Horses clopped on cobbles or splashed through nasty-smelling mud. Knights in shining—or, more often, rusty—armor rode them. A good back-and-breast would stop a pistol shot, and even a ball from a matchlock musket if it wasn't fired at close range. Pigs and chickens and stray dogs ate garbage in the gutters. So did rats, some of them almost as big and sleek as the local cats.
Rats . . . Annette couldn't look at them without wanting to shudder. Rats had made this alternate's history split away from the home timeline's almost 750 years earlier. In the home timeline, bubonic plague—the Black Death—had killed about a third of the people in Europe, starting in 1348.
Here, the plague went on and on and on. By the time it petered out at last, four out of five Europeans were dead. What had been a thriving civilization was mostly dead, too. Not enough people were left to keep the Muslims, who'd almost been pushed out of Spain, from retaking it. They'd eventually conquered southern France, too, and Italy, and the Balkans. The Turks had also conquered the Balkans in the home timeline, but they did a more thorough job of it in this alternate.
No wonder the European Christians, or what was left of them, thought the end of the world was at hand. No wonder God acquired a Second Son here. Henri preached patience in the face of suffering. He promised a better life to come, and gathered a large following. When he said he was God's Son, the King of France and the Pope—who was living at Avignon, inside the country—ordered him put to death. And so he was broken in front of a large and sorrowful crowd, broken and then burned.
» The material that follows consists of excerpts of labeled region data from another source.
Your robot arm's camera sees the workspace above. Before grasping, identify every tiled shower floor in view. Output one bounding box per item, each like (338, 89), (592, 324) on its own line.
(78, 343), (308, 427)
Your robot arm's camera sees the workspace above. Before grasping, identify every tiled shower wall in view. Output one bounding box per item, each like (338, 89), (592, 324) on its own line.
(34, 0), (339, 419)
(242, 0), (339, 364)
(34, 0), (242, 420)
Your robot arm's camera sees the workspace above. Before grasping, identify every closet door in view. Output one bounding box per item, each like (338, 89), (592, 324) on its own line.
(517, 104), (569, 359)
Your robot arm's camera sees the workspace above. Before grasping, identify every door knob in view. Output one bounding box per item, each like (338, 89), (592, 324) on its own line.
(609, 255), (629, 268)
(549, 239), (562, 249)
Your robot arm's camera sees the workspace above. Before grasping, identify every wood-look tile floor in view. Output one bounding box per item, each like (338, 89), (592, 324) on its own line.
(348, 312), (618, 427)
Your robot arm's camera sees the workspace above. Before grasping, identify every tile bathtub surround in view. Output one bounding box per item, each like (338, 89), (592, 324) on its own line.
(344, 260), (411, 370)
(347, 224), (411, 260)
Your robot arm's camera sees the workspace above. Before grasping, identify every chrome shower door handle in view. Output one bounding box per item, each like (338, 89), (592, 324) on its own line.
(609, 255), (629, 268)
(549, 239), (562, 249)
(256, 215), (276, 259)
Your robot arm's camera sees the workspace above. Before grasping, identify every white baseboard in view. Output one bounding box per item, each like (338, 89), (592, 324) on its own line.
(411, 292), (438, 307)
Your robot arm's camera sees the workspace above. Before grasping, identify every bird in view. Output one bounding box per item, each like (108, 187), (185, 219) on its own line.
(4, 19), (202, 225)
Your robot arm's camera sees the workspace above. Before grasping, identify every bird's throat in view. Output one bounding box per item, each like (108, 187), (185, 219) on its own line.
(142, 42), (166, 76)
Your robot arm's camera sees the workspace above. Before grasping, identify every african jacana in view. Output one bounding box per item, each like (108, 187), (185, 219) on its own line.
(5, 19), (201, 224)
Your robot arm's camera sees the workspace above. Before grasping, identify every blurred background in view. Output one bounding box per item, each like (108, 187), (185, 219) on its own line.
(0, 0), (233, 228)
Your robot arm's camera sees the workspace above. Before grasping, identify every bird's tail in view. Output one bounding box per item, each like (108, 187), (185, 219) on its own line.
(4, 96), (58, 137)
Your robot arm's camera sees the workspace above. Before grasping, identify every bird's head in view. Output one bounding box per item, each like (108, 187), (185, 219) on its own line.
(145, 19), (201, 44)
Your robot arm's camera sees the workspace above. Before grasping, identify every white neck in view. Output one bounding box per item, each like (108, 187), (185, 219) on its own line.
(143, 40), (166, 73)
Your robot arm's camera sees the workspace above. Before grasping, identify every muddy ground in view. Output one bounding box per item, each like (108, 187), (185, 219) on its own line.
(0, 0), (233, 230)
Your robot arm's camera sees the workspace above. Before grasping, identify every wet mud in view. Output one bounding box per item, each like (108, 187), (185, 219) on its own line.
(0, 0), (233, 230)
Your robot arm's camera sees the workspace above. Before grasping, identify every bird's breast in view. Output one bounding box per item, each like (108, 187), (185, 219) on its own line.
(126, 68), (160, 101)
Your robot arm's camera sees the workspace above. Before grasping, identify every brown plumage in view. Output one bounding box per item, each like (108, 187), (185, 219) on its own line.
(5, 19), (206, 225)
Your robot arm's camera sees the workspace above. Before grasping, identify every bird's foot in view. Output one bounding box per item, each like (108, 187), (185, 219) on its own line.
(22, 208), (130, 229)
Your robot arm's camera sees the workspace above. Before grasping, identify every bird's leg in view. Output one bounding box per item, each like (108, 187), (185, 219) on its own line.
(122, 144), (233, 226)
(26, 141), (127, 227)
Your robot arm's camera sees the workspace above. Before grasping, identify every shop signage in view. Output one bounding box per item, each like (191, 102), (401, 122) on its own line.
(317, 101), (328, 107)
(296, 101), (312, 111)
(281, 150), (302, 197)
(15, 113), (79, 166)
The very next day, the King of France and the Pope went into a church to thank God for being delivered from the sinner. For no reason anyone could see—an earthquake? a crucial beam breaking?—the church collapsed. Both men died in the ruins. So did most of their chief followers. After that, the Kingdom of France was never the same again. Neither was the Papacy.
And the miracle—who then could have believed it was anything else?—made the cult of Henri spread like wildfire across almost all the lands where Christianity still held sway. The Bible here had a Final Testament that spoke of the Second Son's life and deeds. Churches in this alternate had two steeples, a shorter one in front topped by a cross and a taller one in back topped by a wheel.
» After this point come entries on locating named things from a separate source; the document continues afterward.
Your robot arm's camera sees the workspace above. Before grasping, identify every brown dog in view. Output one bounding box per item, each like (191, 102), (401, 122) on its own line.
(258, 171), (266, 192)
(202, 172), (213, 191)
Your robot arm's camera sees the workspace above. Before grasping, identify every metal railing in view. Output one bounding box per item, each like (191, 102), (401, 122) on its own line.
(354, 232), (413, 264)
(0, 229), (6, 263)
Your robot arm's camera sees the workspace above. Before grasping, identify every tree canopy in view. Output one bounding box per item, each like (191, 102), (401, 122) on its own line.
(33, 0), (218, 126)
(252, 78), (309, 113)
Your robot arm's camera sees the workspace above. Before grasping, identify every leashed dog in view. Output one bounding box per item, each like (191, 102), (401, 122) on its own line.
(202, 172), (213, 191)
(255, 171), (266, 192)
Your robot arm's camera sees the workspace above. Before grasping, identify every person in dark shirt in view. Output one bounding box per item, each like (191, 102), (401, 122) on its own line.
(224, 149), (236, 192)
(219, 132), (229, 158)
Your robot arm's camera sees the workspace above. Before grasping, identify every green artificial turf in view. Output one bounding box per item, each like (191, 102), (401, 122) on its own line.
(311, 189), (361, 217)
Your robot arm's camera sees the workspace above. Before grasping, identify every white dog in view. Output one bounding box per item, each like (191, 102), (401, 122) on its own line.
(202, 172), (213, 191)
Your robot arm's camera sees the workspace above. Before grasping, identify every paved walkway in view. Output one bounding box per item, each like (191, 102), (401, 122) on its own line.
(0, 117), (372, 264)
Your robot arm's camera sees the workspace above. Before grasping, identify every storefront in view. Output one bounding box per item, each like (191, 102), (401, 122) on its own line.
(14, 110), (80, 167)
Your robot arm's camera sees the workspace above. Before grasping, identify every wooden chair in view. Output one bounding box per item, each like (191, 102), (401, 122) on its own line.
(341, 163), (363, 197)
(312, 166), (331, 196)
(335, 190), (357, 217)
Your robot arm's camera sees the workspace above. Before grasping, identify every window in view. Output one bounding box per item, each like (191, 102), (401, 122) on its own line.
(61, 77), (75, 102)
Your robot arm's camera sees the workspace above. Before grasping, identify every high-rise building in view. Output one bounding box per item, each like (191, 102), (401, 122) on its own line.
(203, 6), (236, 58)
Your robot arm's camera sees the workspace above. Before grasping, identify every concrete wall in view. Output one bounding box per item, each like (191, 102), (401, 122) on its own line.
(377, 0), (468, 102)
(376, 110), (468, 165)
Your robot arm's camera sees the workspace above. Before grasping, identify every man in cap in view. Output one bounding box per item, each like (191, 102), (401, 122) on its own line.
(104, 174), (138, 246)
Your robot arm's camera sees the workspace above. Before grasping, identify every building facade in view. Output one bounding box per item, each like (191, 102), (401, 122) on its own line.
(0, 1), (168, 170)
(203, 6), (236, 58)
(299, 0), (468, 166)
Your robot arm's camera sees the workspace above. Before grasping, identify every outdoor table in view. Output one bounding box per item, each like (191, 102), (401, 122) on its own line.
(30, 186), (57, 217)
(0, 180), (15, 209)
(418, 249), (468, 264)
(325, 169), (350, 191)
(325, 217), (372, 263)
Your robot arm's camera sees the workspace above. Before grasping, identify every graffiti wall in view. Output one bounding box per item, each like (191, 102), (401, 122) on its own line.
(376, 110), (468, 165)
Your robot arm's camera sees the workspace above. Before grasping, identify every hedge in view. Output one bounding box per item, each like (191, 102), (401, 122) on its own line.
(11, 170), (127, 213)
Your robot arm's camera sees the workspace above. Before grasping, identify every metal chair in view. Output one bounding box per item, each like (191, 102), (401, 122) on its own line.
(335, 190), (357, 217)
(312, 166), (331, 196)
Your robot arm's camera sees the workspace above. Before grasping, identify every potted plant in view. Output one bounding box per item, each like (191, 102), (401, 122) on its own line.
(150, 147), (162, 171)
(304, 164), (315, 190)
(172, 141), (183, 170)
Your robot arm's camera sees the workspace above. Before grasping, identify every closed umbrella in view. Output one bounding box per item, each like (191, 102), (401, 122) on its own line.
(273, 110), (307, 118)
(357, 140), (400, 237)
Even Notre-Dame de Paris, begun long before the plague broke out, was finally finished in the new style. Above the veil, Annette's brown eyes swung toward the great cathedral. As far as she knew, it was the only building her Paris and this one had in common, and even it wasn't identical in the two different worlds. Without the Eiffel Tower, without twentieth- and twenty-first-century highrises in this alternate, the cathedral's great and soaring bulk dominated the skyline here in a way its sister couldn't in the home timeline.
"What is it, my sweet?" Annette's mother asked. Tiffany Klein—here called Aisha—was only a centimeter taller than her daughter. Her eyes were the same warm brown as Annette's, and full of sympathy now. "Does the veil trouble you?"